Réaction syndicale

Déclaration CFE-CGC au Conseil Supérieur du 18.12.12

Déclaration liminaire de la Fédération Santé Social CFE-CGC lors du Conseil Supérieur de la Fonction Publique Hospitalière, CSFPH du 18.12.12

7 janvier 2013

Au titre de la CFE CGC, nous souhaitons aborder quatre points et vous faire part de nos observations.
- les cadres de santé
- la ré ingénierie des professions paramédicales dans le cadre du LMD
- le statut des sages femmes
- le fonctionnement de l’OGDPC

Les cadres de santé

Notre fédération santé CFE-CGC s’interroge sur la lenteur liée à la parution du décret « cadres de santé ». Est-ce le nouveau serpent du Loch’ Ness, toujours annoncé, jamais vu ? Ou peut-être le dossier a-t-il été englouti dans les sables avec la ville d’Ys et peut être resurgira t’il après des travaux archéologiques rondement menés ? Il y a urgence en la matière, y compris pour trouver une solution juridique permettant la prise en compte de la rétroactivité au 1er juillet 2012.
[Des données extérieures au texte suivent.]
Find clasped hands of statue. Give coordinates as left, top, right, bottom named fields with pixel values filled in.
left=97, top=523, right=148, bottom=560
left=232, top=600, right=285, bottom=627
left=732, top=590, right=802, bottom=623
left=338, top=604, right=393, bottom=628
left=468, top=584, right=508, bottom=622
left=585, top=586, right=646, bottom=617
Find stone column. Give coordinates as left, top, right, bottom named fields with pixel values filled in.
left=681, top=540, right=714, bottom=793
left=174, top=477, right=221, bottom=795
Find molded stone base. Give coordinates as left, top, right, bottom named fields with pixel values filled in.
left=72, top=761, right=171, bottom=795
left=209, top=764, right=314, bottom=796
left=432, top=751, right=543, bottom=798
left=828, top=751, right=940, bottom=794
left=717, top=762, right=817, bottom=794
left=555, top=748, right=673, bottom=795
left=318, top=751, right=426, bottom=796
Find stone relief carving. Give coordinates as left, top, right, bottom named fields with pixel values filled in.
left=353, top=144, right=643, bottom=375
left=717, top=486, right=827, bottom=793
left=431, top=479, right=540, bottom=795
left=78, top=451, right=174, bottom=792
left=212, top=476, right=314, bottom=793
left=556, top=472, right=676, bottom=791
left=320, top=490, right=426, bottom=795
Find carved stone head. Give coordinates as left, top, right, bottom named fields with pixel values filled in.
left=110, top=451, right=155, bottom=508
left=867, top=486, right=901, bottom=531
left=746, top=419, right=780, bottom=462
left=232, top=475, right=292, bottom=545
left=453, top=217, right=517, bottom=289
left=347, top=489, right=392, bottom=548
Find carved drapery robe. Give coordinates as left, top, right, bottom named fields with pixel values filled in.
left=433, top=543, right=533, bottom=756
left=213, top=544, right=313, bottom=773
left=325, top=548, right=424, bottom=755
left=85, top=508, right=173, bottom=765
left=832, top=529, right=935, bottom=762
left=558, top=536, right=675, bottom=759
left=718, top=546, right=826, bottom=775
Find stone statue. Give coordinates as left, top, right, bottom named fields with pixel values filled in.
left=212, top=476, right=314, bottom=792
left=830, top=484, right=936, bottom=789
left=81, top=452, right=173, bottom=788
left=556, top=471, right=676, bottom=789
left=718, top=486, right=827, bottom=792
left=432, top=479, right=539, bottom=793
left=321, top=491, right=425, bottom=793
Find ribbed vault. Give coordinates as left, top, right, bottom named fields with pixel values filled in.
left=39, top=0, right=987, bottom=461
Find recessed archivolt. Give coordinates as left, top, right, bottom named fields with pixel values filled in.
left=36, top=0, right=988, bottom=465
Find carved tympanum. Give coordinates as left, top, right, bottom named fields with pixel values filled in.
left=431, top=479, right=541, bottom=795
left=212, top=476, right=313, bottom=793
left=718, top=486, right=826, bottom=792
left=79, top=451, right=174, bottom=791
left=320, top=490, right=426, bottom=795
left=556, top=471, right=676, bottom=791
La ré ingénierie des professions paramédicales dans le cadre du LMD

Le ministère de la Santé nous avait promis d’organiser une réunion de suivi sur l’ensemble du dossier LMD, concernant l’état d’avancement de la ré-ingénierie de toutes les professions paramédicales, et le suivi du protocole d’accord de Février 2010. Nous sommes toujours dans l’attente de la fixation d’une date.

Le statut des sages femmes

Le statut des sages femmes, suite aux diverses réformes statutaires se trouve aujourd’hui en décalage notamment au regard de sa qualité de personnel médical. Nous demandons l’ouverture rapide de négociations sur cette profession médicale.

Le fonctionnement de l’OGDPC

Le développement professionnel continu en réunissant dans un concept commun les notions de formation professionnelle continue et d’évaluation des pratiques des professionnels est une bonne chose.

Mais la structuration de l’Organisme gestionnaire du DPC (OGDPC) est bien complexe. A coté des cinq Commissions Scientifiques, quatre instances composent cette « usine à gaz » :
- 1. L’Assemblée générale des membres du GIP, (6 membres)
- 2. Le Conseil de Gestion (conseil d’administration du GIP), (24 membres)
- 3. Le Comité Paritaire du DPC (1 section paritaire par profession), (92 membres)
- 4. Le Conseil de Surveillance (1 collège professions de santé et 1 collège employeurs).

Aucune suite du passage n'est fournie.